Healthcare Directive: What It Is, How to Set One Up, and the Conversation to Have

Quick answer

A healthcare directive (also called an advance directive or living will) is a legal document that records your wishes about end-of-life medical care — when to start or stop life support, whether you want CPR, comfort care preferences, and similar decisions. It's typically paired with a healthcare power of attorney that names someone to make decisions when you can't. Setting one up costs $0 (with state-provided forms) to about $200 (with an attorney) and takes a couple of hours of decisions. The hardest part isn't the paperwork — it's the conversation with your family about what you actually want.

Educational guide — not medical or legal advice. Healthcare directive rules vary by state. Confirm specifics with a licensed attorney and consult your physician about specific medical scenarios.

What a healthcare directive actually does

A healthcare directive — sometimes called an advance directive, living will, or healthcare declaration — is a legal document that records your wishes about medical care when you can’t communicate them yourself.

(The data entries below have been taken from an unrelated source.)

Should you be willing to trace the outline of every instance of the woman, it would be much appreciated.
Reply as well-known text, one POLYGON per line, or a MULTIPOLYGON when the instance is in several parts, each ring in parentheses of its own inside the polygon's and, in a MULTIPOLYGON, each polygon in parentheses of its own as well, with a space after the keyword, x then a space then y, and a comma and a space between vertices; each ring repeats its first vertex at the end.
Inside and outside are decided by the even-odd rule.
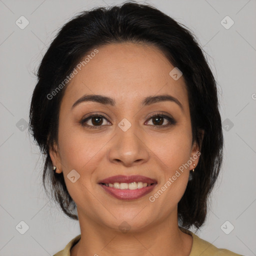
POLYGON ((221 124, 202 51, 172 18, 126 2, 68 22, 30 112, 44 187, 81 230, 55 256, 238 255, 188 230, 206 220, 221 124))

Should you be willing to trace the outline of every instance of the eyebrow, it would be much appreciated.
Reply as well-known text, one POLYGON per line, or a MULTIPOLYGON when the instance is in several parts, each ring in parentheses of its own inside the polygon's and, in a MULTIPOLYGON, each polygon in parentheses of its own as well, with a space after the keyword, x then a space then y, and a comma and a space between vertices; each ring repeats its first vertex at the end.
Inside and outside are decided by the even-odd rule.
MULTIPOLYGON (((154 103, 164 101, 170 101, 176 103, 180 108, 182 108, 182 111, 184 111, 183 106, 178 99, 167 94, 146 97, 142 102, 141 104, 142 106, 146 106, 154 104, 154 103)), ((104 105, 110 105, 112 106, 114 106, 116 104, 115 100, 110 97, 100 94, 86 94, 80 98, 78 98, 73 104, 71 108, 73 109, 80 104, 86 102, 94 102, 104 105)))

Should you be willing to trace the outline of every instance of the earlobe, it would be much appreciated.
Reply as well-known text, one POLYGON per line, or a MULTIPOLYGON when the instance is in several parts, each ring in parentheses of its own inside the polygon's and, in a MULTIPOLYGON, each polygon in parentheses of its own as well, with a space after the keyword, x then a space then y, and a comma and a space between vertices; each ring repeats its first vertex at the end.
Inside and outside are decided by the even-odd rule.
POLYGON ((52 163, 52 170, 56 173, 60 174, 62 172, 62 164, 58 147, 56 144, 53 146, 50 146, 49 154, 52 163))
POLYGON ((199 161, 199 158, 201 155, 201 147, 202 143, 202 140, 204 139, 204 130, 200 130, 199 132, 199 144, 196 140, 195 140, 193 144, 192 150, 190 158, 190 159, 192 162, 190 166, 190 170, 194 170, 193 172, 196 171, 194 169, 196 168, 199 161))

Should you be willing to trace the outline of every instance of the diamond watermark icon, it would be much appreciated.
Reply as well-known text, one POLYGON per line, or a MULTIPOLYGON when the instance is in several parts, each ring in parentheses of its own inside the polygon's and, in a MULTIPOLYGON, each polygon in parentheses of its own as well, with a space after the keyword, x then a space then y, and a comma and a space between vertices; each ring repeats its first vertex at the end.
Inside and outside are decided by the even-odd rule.
POLYGON ((30 24, 30 22, 24 16, 20 16, 15 23, 20 28, 24 30, 30 24))
POLYGON ((225 222, 221 226, 220 229, 225 233, 226 234, 230 234, 233 230, 234 228, 234 226, 232 224, 231 222, 226 220, 225 222))
POLYGON ((126 132, 132 126, 132 124, 126 118, 124 118, 119 122, 118 126, 124 132, 126 132))
POLYGON ((234 123, 228 118, 222 122, 222 127, 226 132, 229 132, 234 126, 234 123))
POLYGON ((234 24, 234 21, 229 16, 226 16, 220 22, 220 24, 226 29, 229 30, 234 24))
POLYGON ((68 172, 66 176, 72 183, 74 183, 80 178, 80 174, 76 170, 73 170, 68 172))
POLYGON ((30 229, 28 225, 24 220, 20 222, 15 228, 22 234, 24 234, 30 229))
POLYGON ((24 132, 28 127, 28 124, 24 119, 22 118, 16 124, 16 126, 21 132, 24 132))
POLYGON ((176 80, 182 75, 182 72, 176 66, 169 73, 169 74, 174 80, 176 80))
POLYGON ((123 222, 118 226, 119 229, 123 233, 127 233, 130 230, 131 226, 126 222, 123 222))

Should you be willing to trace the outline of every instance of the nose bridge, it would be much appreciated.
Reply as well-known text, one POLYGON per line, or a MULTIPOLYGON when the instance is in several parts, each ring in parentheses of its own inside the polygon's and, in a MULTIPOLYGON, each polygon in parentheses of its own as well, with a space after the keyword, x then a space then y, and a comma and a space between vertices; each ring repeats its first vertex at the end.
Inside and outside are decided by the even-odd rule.
POLYGON ((135 162, 148 160, 148 149, 140 138, 141 130, 137 124, 136 122, 132 123, 124 118, 116 126, 116 134, 110 148, 110 161, 122 162, 124 165, 130 166, 135 162))

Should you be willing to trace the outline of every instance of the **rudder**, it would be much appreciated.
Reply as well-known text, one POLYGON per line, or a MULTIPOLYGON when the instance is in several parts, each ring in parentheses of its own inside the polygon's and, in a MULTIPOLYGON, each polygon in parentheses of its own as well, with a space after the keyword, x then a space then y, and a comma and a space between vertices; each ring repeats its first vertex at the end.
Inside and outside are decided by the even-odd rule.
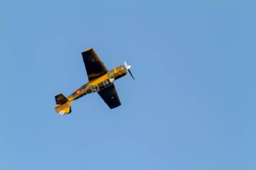
POLYGON ((57 105, 63 105, 69 100, 62 93, 60 93, 55 96, 55 101, 57 105))

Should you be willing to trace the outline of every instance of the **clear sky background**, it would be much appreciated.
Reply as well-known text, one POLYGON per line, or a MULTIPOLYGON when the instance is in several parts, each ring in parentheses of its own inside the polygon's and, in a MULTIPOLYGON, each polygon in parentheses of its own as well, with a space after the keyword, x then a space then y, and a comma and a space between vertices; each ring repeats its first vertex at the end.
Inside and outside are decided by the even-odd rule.
POLYGON ((0 169, 256 169, 255 1, 1 1, 0 169), (110 110, 81 52, 132 65, 110 110))

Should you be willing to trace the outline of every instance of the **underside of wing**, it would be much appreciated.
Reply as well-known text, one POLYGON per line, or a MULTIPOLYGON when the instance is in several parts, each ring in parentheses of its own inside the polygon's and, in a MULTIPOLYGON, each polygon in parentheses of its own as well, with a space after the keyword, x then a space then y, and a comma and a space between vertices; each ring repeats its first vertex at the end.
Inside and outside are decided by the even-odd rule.
POLYGON ((98 91, 98 93, 110 109, 113 109, 121 105, 121 101, 114 84, 98 91))
POLYGON ((108 73, 108 69, 92 48, 82 52, 82 55, 89 81, 98 78, 108 73))

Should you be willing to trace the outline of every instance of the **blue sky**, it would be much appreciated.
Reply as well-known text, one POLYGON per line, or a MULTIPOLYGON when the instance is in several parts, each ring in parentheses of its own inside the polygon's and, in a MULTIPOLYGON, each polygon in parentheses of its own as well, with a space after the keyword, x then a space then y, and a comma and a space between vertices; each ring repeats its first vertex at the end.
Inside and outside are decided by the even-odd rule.
POLYGON ((255 169, 255 5, 0 1, 0 169, 255 169), (90 47, 135 80, 59 115, 90 47))

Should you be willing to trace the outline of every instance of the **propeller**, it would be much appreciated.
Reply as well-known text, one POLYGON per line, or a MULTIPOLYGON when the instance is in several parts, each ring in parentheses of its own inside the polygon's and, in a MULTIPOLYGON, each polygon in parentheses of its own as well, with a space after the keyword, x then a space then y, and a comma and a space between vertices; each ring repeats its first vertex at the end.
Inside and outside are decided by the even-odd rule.
POLYGON ((126 63, 126 62, 125 61, 125 69, 129 71, 129 73, 130 73, 131 77, 133 77, 133 79, 134 80, 134 77, 133 77, 133 75, 131 74, 131 71, 129 70, 129 69, 131 67, 131 66, 128 65, 127 63, 126 63))

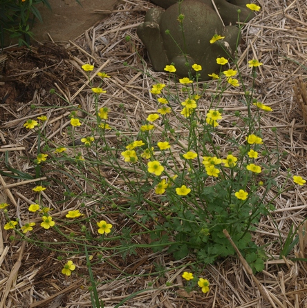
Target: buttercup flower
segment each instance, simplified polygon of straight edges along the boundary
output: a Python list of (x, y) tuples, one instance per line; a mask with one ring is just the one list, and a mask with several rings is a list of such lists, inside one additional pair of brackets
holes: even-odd
[(253, 59), (252, 60), (250, 60), (248, 61), (248, 66), (250, 66), (250, 68), (257, 68), (257, 66), (260, 66), (262, 64), (262, 63), (259, 62), (255, 59)]
[(160, 104), (167, 104), (169, 101), (163, 97), (160, 97), (158, 99), (158, 102)]
[(86, 72), (93, 70), (94, 69), (94, 66), (91, 64), (84, 64), (81, 67), (82, 68), (83, 70), (85, 70)]
[(24, 126), (25, 126), (26, 128), (28, 128), (28, 129), (32, 129), (37, 125), (38, 125), (37, 121), (35, 121), (35, 119), (30, 119), (27, 120), (27, 122), (24, 124)]
[(249, 135), (246, 137), (246, 140), (250, 144), (263, 144), (262, 139), (260, 137), (257, 136), (256, 135), (252, 134)]
[(46, 115), (41, 115), (40, 117), (37, 117), (38, 119), (40, 119), (41, 122), (47, 121), (47, 117)]
[(209, 291), (209, 281), (207, 279), (199, 278), (197, 283), (198, 287), (201, 288), (203, 293), (207, 293)]
[(263, 103), (261, 103), (260, 102), (257, 102), (256, 103), (252, 104), (254, 106), (257, 106), (260, 109), (263, 110), (264, 111), (272, 111), (273, 109), (272, 109), (271, 107), (269, 107), (268, 106), (265, 105)]
[(37, 186), (34, 189), (32, 189), (33, 191), (36, 191), (37, 193), (39, 193), (40, 191), (44, 191), (46, 189), (46, 187), (43, 187), (42, 186)]
[(47, 160), (48, 154), (43, 154), (40, 153), (36, 157), (37, 160), (37, 164), (40, 164), (42, 162), (46, 162)]
[(229, 77), (227, 79), (227, 82), (228, 82), (228, 84), (230, 84), (233, 86), (240, 86), (238, 79), (236, 79), (235, 78)]
[(28, 231), (33, 230), (32, 227), (35, 225), (35, 222), (27, 222), (21, 227), (21, 230), (24, 233), (26, 233)]
[(109, 233), (113, 227), (112, 224), (106, 223), (104, 220), (100, 220), (99, 222), (97, 222), (97, 225), (99, 227), (99, 234)]
[(176, 69), (175, 66), (174, 66), (174, 65), (167, 65), (164, 68), (164, 70), (165, 70), (166, 72), (169, 72), (169, 73), (175, 73)]
[(222, 37), (218, 35), (214, 35), (213, 37), (210, 39), (210, 44), (215, 43), (216, 41), (218, 41), (219, 39), (225, 39), (225, 37)]
[(99, 110), (98, 117), (102, 119), (108, 119), (109, 108), (102, 107)]
[(292, 178), (293, 182), (299, 185), (304, 185), (306, 183), (306, 180), (299, 175), (293, 175)]
[(102, 79), (104, 79), (104, 78), (110, 78), (110, 77), (111, 77), (111, 76), (109, 76), (109, 75), (106, 74), (106, 73), (104, 73), (104, 72), (97, 73), (97, 75), (100, 77), (101, 77)]
[(201, 65), (198, 65), (198, 64), (196, 64), (192, 65), (192, 68), (196, 72), (198, 72), (198, 70), (201, 70), (203, 69), (203, 68), (201, 67)]
[(87, 136), (85, 138), (81, 139), (81, 142), (83, 142), (86, 146), (90, 146), (94, 140), (95, 138), (93, 136)]
[(167, 142), (167, 141), (165, 141), (165, 142), (158, 142), (157, 145), (161, 151), (166, 150), (171, 147), (169, 142)]
[(235, 76), (238, 72), (234, 70), (224, 70), (223, 73), (226, 77), (230, 77)]
[(210, 109), (207, 113), (207, 117), (213, 119), (214, 121), (216, 121), (218, 119), (222, 119), (221, 113), (215, 110)]
[(220, 77), (214, 73), (212, 73), (212, 74), (208, 74), (208, 76), (212, 77), (212, 79), (218, 79), (220, 78)]
[(252, 10), (255, 10), (255, 11), (259, 11), (261, 8), (260, 8), (260, 6), (257, 6), (256, 4), (254, 3), (248, 3), (246, 4), (246, 6)]
[(160, 115), (158, 113), (151, 113), (149, 115), (146, 119), (147, 121), (154, 122), (158, 119), (160, 117)]
[(224, 166), (227, 168), (232, 168), (234, 167), (234, 166), (236, 165), (236, 161), (238, 159), (234, 156), (230, 154), (227, 156), (225, 160), (223, 160), (223, 163), (224, 164)]
[(179, 82), (182, 84), (192, 84), (193, 80), (191, 80), (189, 78), (185, 77), (185, 78), (180, 78), (179, 79)]
[(196, 153), (192, 152), (191, 151), (189, 151), (186, 153), (183, 154), (183, 155), (186, 160), (194, 160), (194, 158), (196, 158), (198, 156), (198, 154)]
[(7, 203), (0, 203), (0, 209), (5, 209), (6, 206), (8, 206)]
[(248, 155), (250, 158), (257, 158), (258, 157), (258, 152), (256, 152), (254, 150), (250, 150), (248, 152)]
[(79, 210), (68, 211), (68, 213), (65, 215), (67, 218), (76, 218), (77, 217), (81, 216), (81, 213)]
[(31, 204), (28, 209), (30, 212), (35, 213), (39, 209), (39, 205), (37, 204)]
[(168, 187), (169, 184), (165, 180), (162, 180), (160, 183), (157, 184), (156, 186), (155, 193), (157, 195), (162, 195), (165, 192), (165, 189)]
[(191, 189), (187, 188), (185, 185), (176, 189), (176, 193), (178, 195), (187, 195), (191, 192)]
[(62, 273), (64, 273), (66, 276), (70, 276), (71, 274), (71, 271), (75, 269), (75, 265), (73, 264), (73, 261), (67, 261), (67, 263), (64, 265), (64, 269), (62, 270)]
[(81, 123), (79, 119), (76, 119), (75, 117), (72, 117), (71, 119), (71, 124), (73, 126), (80, 126), (81, 125)]
[(245, 200), (248, 198), (248, 193), (244, 191), (243, 189), (240, 189), (234, 193), (234, 195), (241, 200)]
[(92, 88), (92, 91), (94, 93), (97, 93), (97, 94), (106, 93), (106, 91), (102, 89), (101, 88)]
[(216, 63), (218, 64), (225, 65), (228, 63), (228, 60), (222, 57), (221, 58), (216, 58)]
[(184, 271), (182, 275), (183, 278), (185, 278), (186, 280), (192, 280), (194, 278), (193, 277), (193, 274), (192, 273), (189, 273), (187, 271)]
[(255, 173), (260, 173), (261, 172), (261, 168), (254, 164), (248, 164), (248, 166), (246, 166), (246, 169)]
[(149, 162), (147, 164), (148, 172), (150, 173), (154, 173), (156, 175), (160, 175), (164, 171), (163, 166), (161, 166), (159, 162), (154, 160), (153, 162)]
[(15, 229), (15, 226), (17, 226), (17, 224), (18, 224), (17, 222), (15, 222), (15, 220), (10, 220), (4, 225), (4, 230), (10, 230), (10, 229)]
[(41, 219), (43, 222), (41, 222), (41, 226), (44, 229), (48, 229), (50, 227), (53, 227), (55, 224), (51, 216), (43, 216)]

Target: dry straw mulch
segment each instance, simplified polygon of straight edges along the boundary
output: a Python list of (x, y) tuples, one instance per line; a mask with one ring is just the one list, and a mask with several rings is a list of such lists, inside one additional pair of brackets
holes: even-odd
[[(264, 142), (269, 149), (276, 148), (271, 130), (276, 127), (279, 151), (287, 153), (281, 162), (281, 175), (277, 180), (282, 182), (288, 169), (292, 174), (299, 174), (306, 179), (307, 5), (304, 0), (260, 0), (258, 3), (261, 10), (243, 30), (239, 66), (245, 84), (251, 86), (247, 61), (256, 58), (263, 64), (259, 69), (256, 81), (257, 98), (273, 108), (273, 112), (266, 114), (261, 120)], [(33, 173), (28, 159), (36, 157), (37, 137), (35, 132), (23, 128), (28, 119), (47, 115), (49, 142), (63, 145), (71, 142), (66, 133), (70, 113), (66, 108), (67, 104), (48, 91), (54, 88), (71, 104), (81, 105), (86, 112), (93, 113), (95, 110), (86, 75), (80, 69), (81, 65), (86, 63), (95, 64), (95, 73), (104, 70), (111, 76), (106, 80), (107, 93), (100, 102), (101, 106), (111, 109), (110, 125), (123, 133), (129, 134), (131, 131), (137, 133), (141, 121), (156, 109), (154, 97), (149, 91), (153, 81), (142, 71), (147, 70), (158, 81), (166, 81), (167, 77), (165, 73), (151, 70), (146, 50), (136, 35), (136, 27), (142, 21), (145, 12), (153, 6), (143, 0), (126, 0), (109, 18), (74, 41), (64, 45), (39, 44), (33, 47), (32, 52), (16, 48), (4, 50), (0, 55), (3, 69), (0, 80), (2, 171), (12, 172), (10, 168), (13, 168), (21, 172)], [(147, 64), (141, 61), (136, 50), (126, 41), (127, 35)], [(123, 62), (140, 71), (124, 66)], [(205, 112), (214, 91), (212, 84), (200, 100), (201, 108)], [(226, 91), (218, 107), (230, 114), (235, 110), (245, 113), (240, 98), (236, 91)], [(41, 108), (32, 110), (31, 104)], [(122, 117), (120, 104), (125, 107), (130, 126)], [(51, 108), (55, 106), (57, 108)], [(236, 138), (241, 133), (239, 128), (227, 127), (227, 124), (234, 119), (226, 115), (218, 129)], [(185, 132), (185, 127), (178, 126), (177, 129), (180, 133)], [(84, 135), (88, 133), (82, 131)], [(110, 143), (119, 142), (111, 133), (108, 138)], [(219, 139), (218, 142), (227, 153), (230, 146), (226, 141)], [(42, 141), (40, 146), (44, 146), (44, 144)], [(274, 160), (274, 154), (271, 159)], [(46, 168), (50, 166), (46, 164)], [(60, 180), (67, 184), (71, 191), (80, 192), (75, 184), (68, 182), (56, 171), (49, 171), (50, 175), (53, 172), (55, 177), (62, 177)], [(113, 180), (112, 170), (106, 169), (105, 175)], [(0, 180), (1, 202), (11, 204), (9, 214), (12, 217), (17, 215), (21, 220), (26, 220), (28, 203), (34, 201), (31, 189), (35, 182), (32, 180), (21, 182), (4, 175)], [(56, 204), (62, 199), (63, 192), (57, 191), (55, 182), (53, 184), (45, 197), (49, 200), (49, 206), (57, 208), (55, 217), (63, 218), (68, 209), (77, 209), (77, 202), (73, 200)], [(91, 192), (89, 187), (84, 189)], [(270, 196), (274, 198), (276, 193), (272, 190)], [(266, 246), (271, 258), (266, 262), (265, 270), (256, 277), (249, 272), (243, 260), (229, 258), (204, 270), (203, 276), (211, 283), (208, 293), (187, 294), (183, 289), (181, 278), (185, 268), (174, 268), (185, 264), (185, 269), (189, 269), (192, 258), (174, 262), (165, 251), (152, 253), (138, 250), (137, 256), (128, 256), (126, 261), (111, 258), (108, 263), (93, 267), (95, 278), (103, 282), (98, 287), (100, 299), (106, 307), (111, 308), (130, 294), (146, 289), (151, 280), (140, 275), (154, 271), (154, 264), (159, 264), (167, 270), (164, 276), (152, 280), (154, 289), (131, 297), (121, 307), (307, 307), (306, 263), (290, 260), (307, 258), (307, 236), (304, 232), (307, 226), (303, 223), (306, 215), (306, 186), (293, 186), (275, 200), (276, 210), (272, 216), (262, 218), (253, 235), (254, 240), (258, 245)], [(120, 218), (114, 216), (111, 219), (120, 230)], [(279, 230), (272, 219), (278, 224)], [(4, 223), (2, 215), (1, 226)], [(297, 232), (301, 223), (302, 227)], [(288, 234), (293, 232), (297, 232), (295, 236), (299, 236), (299, 240), (288, 256), (280, 259), (283, 249), (281, 242), (284, 243)], [(91, 307), (89, 293), (84, 287), (89, 285), (82, 278), (82, 274), (86, 276), (87, 272), (84, 256), (80, 255), (74, 259), (79, 276), (73, 275), (66, 279), (60, 273), (62, 264), (57, 260), (55, 251), (25, 242), (11, 242), (11, 233), (0, 228), (1, 307)], [(56, 234), (52, 231), (36, 233), (37, 239), (43, 242), (55, 242), (58, 240), (55, 238)], [(129, 276), (122, 276), (122, 272)], [(171, 282), (171, 286), (167, 287), (167, 282)]]

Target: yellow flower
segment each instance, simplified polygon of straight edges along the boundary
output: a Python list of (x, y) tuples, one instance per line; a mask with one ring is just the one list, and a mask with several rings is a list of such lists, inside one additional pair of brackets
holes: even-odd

Without one, if you’re seriously ill or unconscious:

  • Doctors are obligated to provide care unless someone with legal authority says otherwise
  • Your family may have to guess what you would have wanted
  • Disagreements between family members about your care can become public, painful, and (sometimes) end up in court
  • Default medical protocols may include treatments you wouldn’t have wanted

With one, your wishes are documented, your healthcare proxy has clear guidance, and your family is spared the burden of making decisions in a vacuum.

The two documents

In most US states, “advance directive” is an umbrella term that covers two related but separate documents:

1. Living will (or “healthcare declaration”)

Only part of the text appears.